Este martes entró en vigor en sa Gerreria la normativa municipal que permite dispersar aquellas concentraciones de personas que supongan un riesgo para la convivencia. A partir de esta semana se aplica la normativa antibotellón en una zona en la que no se hace (ni se ha hecho nunca) botellón. Cabe recordar un argumento ya esgrimido en este mismo blog: para que haya botellón debe haber docenas, cientos de botellas desperdigadas por todas partes, cosa que nunca ha sucedido en dicho barrio.
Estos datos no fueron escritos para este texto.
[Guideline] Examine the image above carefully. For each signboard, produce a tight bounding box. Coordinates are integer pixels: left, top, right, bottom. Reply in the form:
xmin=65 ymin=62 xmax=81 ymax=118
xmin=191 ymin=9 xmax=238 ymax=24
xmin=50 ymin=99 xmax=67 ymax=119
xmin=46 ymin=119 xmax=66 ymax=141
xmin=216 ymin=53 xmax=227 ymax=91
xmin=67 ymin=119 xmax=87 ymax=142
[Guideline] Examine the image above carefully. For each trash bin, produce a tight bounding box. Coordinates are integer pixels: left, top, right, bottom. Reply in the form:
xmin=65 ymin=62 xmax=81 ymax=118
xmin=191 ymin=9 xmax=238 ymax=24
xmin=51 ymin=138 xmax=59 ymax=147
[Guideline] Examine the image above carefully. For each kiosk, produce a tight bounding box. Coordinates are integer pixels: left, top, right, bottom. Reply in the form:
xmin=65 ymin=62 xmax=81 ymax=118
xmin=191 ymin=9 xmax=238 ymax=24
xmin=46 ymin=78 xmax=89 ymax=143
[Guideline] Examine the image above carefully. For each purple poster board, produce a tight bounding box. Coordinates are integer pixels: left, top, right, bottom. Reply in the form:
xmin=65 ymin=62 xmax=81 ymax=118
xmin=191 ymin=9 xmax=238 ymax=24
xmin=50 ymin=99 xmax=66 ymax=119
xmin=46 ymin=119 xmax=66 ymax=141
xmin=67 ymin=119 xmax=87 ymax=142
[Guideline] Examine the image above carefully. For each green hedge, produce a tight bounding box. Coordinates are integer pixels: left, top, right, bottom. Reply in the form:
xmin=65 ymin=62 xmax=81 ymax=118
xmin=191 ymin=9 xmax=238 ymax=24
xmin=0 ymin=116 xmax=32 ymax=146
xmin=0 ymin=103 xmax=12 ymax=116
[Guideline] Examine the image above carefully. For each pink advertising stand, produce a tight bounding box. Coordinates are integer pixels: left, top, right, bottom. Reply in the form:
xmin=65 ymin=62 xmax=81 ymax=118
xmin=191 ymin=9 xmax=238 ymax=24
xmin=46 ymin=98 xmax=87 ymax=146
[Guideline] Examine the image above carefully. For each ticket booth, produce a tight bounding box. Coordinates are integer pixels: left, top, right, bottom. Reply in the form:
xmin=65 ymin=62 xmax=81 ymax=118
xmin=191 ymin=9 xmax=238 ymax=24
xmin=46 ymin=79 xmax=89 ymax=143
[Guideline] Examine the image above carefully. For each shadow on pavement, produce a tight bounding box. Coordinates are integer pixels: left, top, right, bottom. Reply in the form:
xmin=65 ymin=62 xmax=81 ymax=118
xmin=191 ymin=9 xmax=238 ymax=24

¿Qué es una concentración de gente generadora de un problema de convivencia? ¿Gente normal hablando a un volumen normal haciendo algo normal como ir de bar en bar tomando cañas y tapas? Desde el inicio del supuesto apocalipsis que es la bendita Ruta Martiana, nunca pude entender dónde está el problema con que la gente salga de tapeo. Lo mismo con el otro aparente armagedón de esta ciudad, en la calle Fábrica, en Santa Catalina: ¿cuál es el problema de que la gente vaya a cenar?

Si la democracia es el gobierno de la mayoría y -matiz muy importante- para la mayoría, la mencionada normativa no es democrática: son muchísimas más –centenares, puede que miles– las personas que disfrutan de la oferta de restauración que no las agraviadas por el supuesto infierno decibélico, quienes se niegan a aceptar que las ciudades generan ruido. El ámbito del silencio absoluto ha de ser otro: el monte, los conventos o la alta mar.

Leyes de inevitable aire predemocrático como la que tenemos ya en Palma frenan el natural crecimiento de la ciudad. Una urbe de tamaño medio no puede ser un espacio idílico de quietud, y mucho menos su zona centro, que exige dinamismo. Se podría argumentar por medio de la pedantada con que Platón ya dijo que las ciudades deben ser espacio de garbeo y discusión constante, pero qué carajo tendrá de vigente lo que se afirmó hace 2.500 años. Además, la erudición no suele significar argumento rotundo sino pretenciosidad repelente. Basta decir que la nueva norma municipal está fuera de época y racionalidad.